There are multiple version control systems in the wild, each with a different process flow and philosophy. What makes Git different is rather than making a copy of the entire repository when a new version is created, it just tracks the changes. This way the size of the entire repository is minimized as it just holds the delta between versions.
One of the great advantages of git is that you can store your files in an online repository. Not only is this a great way of transferring files over the net but it acts as a backup to your work. With a few git hacks that are discussed later, it can be a great aid to your workflow. Helping with things like trial and error and experimentation. Letting you erase history if things go wrong.
Github is an online repository which promotes opensource software by not charging for publicly available software projects. They also have the option to store your private repositories for a fee which makes it a great solution to keep all your software in one place. In your local folder which contains software, you initialize a repository and then link it to the online repository which is called a remote. You tell Git what files you want to track and commit any changes to these files to the online repository. For instance, if you create an online repository called
test-repo, the URL for this is likely to be
http://github.com/yourusernamehere/test-repo.git, your username being
In the directory you want to track:
git init git remote add origin https://github.com/user/repo.git
Either all or specific files can be added to the repository. This helps you sort the important files form the clutter. You need to be in the directory when executing these commands.
Add all files to the repository. Add only files with doc extension.
git add . git add \*.doc
There are shortcuts to these commands
git update -u git add -A
Added files can be committed to the local version of git to be subsequently uploaded to Github. You can also add a descriptive message here in order to track back to a particular version.
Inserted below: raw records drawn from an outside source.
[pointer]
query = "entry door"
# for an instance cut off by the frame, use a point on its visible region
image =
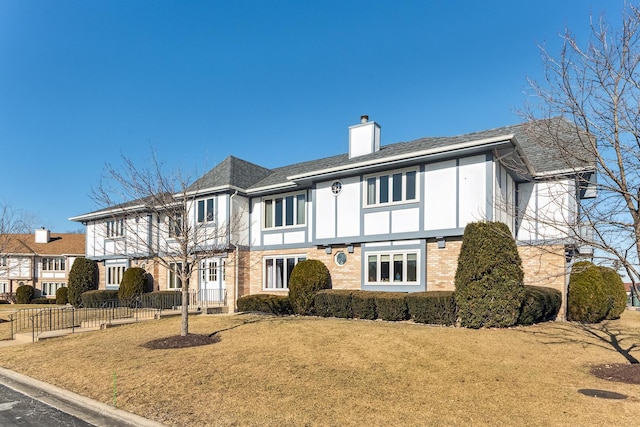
(212, 280)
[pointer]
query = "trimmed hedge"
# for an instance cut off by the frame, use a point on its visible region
(615, 292)
(489, 289)
(307, 278)
(587, 301)
(540, 304)
(266, 303)
(363, 305)
(24, 294)
(62, 295)
(98, 298)
(333, 303)
(391, 306)
(434, 308)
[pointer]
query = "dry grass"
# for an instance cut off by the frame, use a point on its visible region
(314, 371)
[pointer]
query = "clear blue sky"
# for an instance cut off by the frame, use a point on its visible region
(272, 82)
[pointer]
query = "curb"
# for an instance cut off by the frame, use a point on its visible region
(89, 410)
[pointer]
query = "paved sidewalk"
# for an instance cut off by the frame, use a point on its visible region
(91, 411)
git commit -m "message about commit"
Pushing pushes all the files you have committed in your local directory into github.
git push origin master
You can think of a git branch as a branch from a tree. A branch creates a new version of the repository this means that any changes made from the point of creating and moving to the branch will only apply to that branch. The
checkout command moves you to a different branch or creates a new branch.
git branch git checkout -b branchname
Cloning a repository
One of the advantages of an online open source repository is that there is a multitude of software projects available to you. You can download and have access to some of the best software projects in the world with a single command. Where
repo is the name of the software project.
git clone https://github.com/user/repo.git
HEAD is a pointer to the last commit in a branch. This was before you made any changes since your last commit. A quick way to go back to the last commit is to use the
reset. The great thing about this command is that you can go back to any previous commit you have done in the repository.
git reset --hard HEAD git reset --hard <some commit>
git status command shows you the changes since you last commit. It is worth running this before committing changes to see if this is expected. The
git diff command shows you the actual text lines in your repository of the changes.
You can set the global user name and email address. This way, git wont ask you for these every time you need to log in to upload your code to remote.